For seven residents of the 37th Congressional District, history became a living, breathing entity thanks to their unique opportunity to attend the presidential inauguration in Washington, D.C.

Teacher William Pulgarin and his student Karla Espinoza and Wanda Sanders and her son Mark won tickets in the seated section of the event in a contest sponsored by Congresswoman Karen Bass ( D-Calif.), and for each the occasion was an amazing once-in-a-life time opportunity.

“I’m 80 now. It means a lot to me to see two of the greatest presidents the United States has ever had. That’s the way I feel about Obama,” said Sanders, whose essay recalls the opportunity she had as a small child in Flint, Mich., to see Franklin D. Roosevelt.

“I was about 4 years old, when he came to our town for a parade. My father put me on his shoulders to see him (Roosevelt),” said Sanders who actually worked Obama’s campaign in 2008, but was unable to attend the first inauguration.

“It was just a rainbow of colors–Hispanics, Asians, Whites, Blacks . . . We worked at headquarters, and there were only five or six Blacks there. Everyone else was from other groups. And every time he won a state, everybody would spontaneously hug and jump up and down. It was so beautiful. And then practically the next day I heard all the hate talk on the radio. It was such a come-down. I was feeling that finally America has reached the promised land that King talked about,” but when she heard the radio shows, “it was like no, I guess we really haven’t.”

Pulgarin, a history teacher at Bright Star Secondary Academy on West 98th Street in Los Angeles, was teaching his students about education policy when he discovered the contest on the congresswoman’s web.

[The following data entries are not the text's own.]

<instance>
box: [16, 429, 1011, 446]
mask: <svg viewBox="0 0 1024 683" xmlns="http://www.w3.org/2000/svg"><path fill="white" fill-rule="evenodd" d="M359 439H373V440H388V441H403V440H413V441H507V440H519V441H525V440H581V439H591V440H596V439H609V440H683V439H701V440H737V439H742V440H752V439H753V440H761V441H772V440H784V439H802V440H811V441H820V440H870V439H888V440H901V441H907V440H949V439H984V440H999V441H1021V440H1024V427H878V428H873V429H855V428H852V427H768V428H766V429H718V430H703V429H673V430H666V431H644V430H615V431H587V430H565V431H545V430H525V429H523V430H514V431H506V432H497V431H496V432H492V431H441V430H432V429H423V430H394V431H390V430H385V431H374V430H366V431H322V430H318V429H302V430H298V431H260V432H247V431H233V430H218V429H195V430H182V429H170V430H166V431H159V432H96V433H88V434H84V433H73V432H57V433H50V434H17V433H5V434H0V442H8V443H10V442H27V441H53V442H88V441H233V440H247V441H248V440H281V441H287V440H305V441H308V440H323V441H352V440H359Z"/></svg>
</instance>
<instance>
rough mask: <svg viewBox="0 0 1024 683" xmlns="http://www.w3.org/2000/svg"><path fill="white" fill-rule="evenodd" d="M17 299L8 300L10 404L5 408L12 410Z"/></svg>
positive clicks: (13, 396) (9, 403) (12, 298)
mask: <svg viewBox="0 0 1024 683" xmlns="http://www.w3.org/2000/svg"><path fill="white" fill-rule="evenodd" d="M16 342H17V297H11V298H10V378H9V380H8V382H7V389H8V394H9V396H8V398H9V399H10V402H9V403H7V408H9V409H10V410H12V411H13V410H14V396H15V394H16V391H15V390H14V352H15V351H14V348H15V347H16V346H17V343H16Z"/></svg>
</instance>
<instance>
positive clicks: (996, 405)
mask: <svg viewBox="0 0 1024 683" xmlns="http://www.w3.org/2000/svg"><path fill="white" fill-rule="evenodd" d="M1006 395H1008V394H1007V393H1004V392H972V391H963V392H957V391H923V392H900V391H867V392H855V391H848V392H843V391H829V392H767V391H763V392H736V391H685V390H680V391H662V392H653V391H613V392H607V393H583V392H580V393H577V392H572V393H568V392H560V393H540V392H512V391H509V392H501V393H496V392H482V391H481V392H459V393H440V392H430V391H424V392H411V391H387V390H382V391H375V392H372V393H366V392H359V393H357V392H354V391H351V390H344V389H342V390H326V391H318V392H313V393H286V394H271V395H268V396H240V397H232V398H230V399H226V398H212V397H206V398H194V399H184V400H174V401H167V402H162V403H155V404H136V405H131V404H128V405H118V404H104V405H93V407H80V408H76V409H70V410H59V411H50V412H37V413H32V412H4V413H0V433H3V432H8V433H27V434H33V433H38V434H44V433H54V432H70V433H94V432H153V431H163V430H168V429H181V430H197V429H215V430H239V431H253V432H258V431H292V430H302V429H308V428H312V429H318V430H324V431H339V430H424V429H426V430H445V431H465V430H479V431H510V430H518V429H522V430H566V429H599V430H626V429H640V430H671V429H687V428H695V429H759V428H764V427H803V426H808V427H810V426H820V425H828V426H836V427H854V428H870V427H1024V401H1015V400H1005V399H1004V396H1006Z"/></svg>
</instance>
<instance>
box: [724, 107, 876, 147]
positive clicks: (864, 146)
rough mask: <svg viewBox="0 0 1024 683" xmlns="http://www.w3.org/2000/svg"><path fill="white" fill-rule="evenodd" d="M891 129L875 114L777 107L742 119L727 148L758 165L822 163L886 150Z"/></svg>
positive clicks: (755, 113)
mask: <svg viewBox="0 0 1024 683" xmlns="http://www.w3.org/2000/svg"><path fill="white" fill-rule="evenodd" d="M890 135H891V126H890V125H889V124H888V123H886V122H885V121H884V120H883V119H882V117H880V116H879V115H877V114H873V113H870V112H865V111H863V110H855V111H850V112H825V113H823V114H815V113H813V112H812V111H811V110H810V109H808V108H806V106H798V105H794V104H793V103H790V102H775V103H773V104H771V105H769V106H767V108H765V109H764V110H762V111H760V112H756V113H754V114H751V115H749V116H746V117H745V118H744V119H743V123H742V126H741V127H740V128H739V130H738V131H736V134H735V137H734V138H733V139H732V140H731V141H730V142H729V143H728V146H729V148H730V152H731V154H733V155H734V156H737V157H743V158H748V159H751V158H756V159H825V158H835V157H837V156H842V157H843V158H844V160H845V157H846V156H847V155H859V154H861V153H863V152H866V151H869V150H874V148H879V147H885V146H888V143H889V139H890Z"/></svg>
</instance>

“I started to tell them about the contest and they said they wanted to give it a shot.”

Pulgarin also told his students that if they won, he would take one of the young people on the trip with him. But he wasn’t’really banking on winning, because he knew there were thousands of entries.

But he used the opportunity and an educational experience, and he and his students created a video on what they wanted to see happen with education policy in the next four years.

To his absolute shock the Bright Star project won.

“Right away, I called my boss and said ‘you’ll never believe this. We won two tickets to presidential inauguration. She was more excited than I was, maybe because she understood the implications of what it would mean to have a student go and see that. She called her boss, the head of the school, and everybody was just super excited.”

The school officials were so excited, that they proposed paying for three additional young people to take the journey as well.

In Washington, Pulgarin, the students, Williams and her son Mark had an opportunity to meet and have lunch with Congresswoman Bass.

“She talked about her experience being able to get to Capitol Hill, and it’s like I could have never taught this. This is the best lesson I’ve ever done, and I had nothing to do with it,” recalled Pulgarin with a laugh.

What helped the two groups win tickets were their thoughts on what they expected in the next four years.
Pulgarin confined his thoughts to educational policy.

“I really hope that there will be serious discussion about retaining the top teachers in the profession and rewarding the top teacher in the profession . . . we need to weed out the people who do not belong in the profession who are not as passionate about it.”

Williams’ expectations are simple: “I just expect him to continue to do his best.,” said the octogenarian, who said that while she does not always agree with President Obama’s decisions, she trusts his intelligence and decency.

Kianna Shann contributed to this story.